Grégoire Choniadès (ou Chioniadès) est un savant byzantin et un évêque de la fin du XIIIe et au début du XIVe siècle. Après avoir passé quelque temps en Perse, il rapporte plusieurs travaux sur l’astronomie perse et arabe. Chioniadès est célèbre pour avoir introduit à Byzance les acquis de l'astronomie persane et arabe grâce à ses traductions[1].

Grégoire Choniadès
Biographie
Naissance
Vers
Décès
Nom de naissance
Γεώργιος
Activités
Autres informations
Maître
Shams al‐Dīn al‐Bukhārī (d)


Biographie

Les informations à son sujet viennent de l'astronome Georges Chrysococcès, qui publia en 1346 à Constantinople une Περσική Σύνταξις, et d'autre part de seize lettres de Choniadès lui-même (dont quatre à Constantin Loukitès) qui ont été conservées.

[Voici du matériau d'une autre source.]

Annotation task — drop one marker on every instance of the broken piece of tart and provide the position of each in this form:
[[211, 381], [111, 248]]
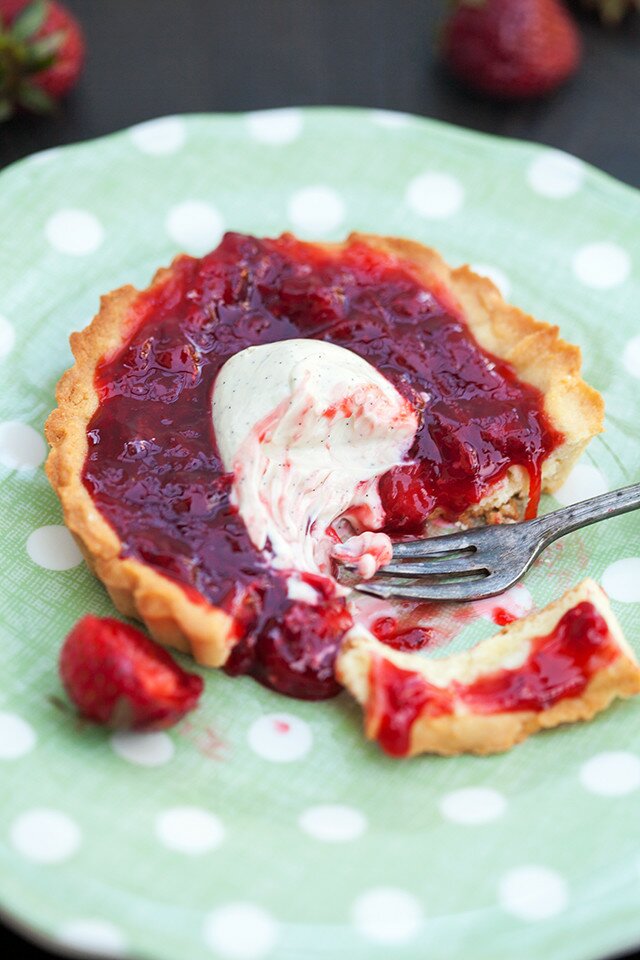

Ayant passé sa jeunesse à Constantinople, où il étudia la médecine, il voulut apprendre la langue perse et se perfectionner en mathématiques, en astronomie et dans d'autres sciences[1]. Cependant, l'astronomie était bien déchue à l'époque dans l'Empire byzantin. Tandis que le brillant centre intellectuel de Maragha, en Perse, avec son observatoire fondé en 1259 par Houlagou Khan, avait acquis une grande réputation. Choniadès décida donc de s'y rendre en passant par Trébizonde. Il s’arrête longtemps à la cour du Grand Commène à Trébizonde en 1294 (apparemment Jean II, d'après la chronologie, mais ensuite aussi Alexis II) qui l’appuie. Jean II lui donne une subvention[2] importante pour continuer son voyage vers l’Empire perse[1]. Dès son arrivée à destination, Chioniadès est reçu à la cour et il étudie les sciences persanes. Toutefois, les Perses ne veulent pas lui enseigner l’astronomie, car ils croient que Chioniadès veut cette information dans le but de la partager avec les Romains et que ceux-ci s’en servent contre le royaume perse. Chioniadès est conscient de cette méfiance et il décide de rendre de nombreux services au roi dans le but de gagner les faveurs de l'Ilkhan. Par la suite, en plus de devenir une célébrité en Perse, il obtient la permission d’étudier l’astronomie[1].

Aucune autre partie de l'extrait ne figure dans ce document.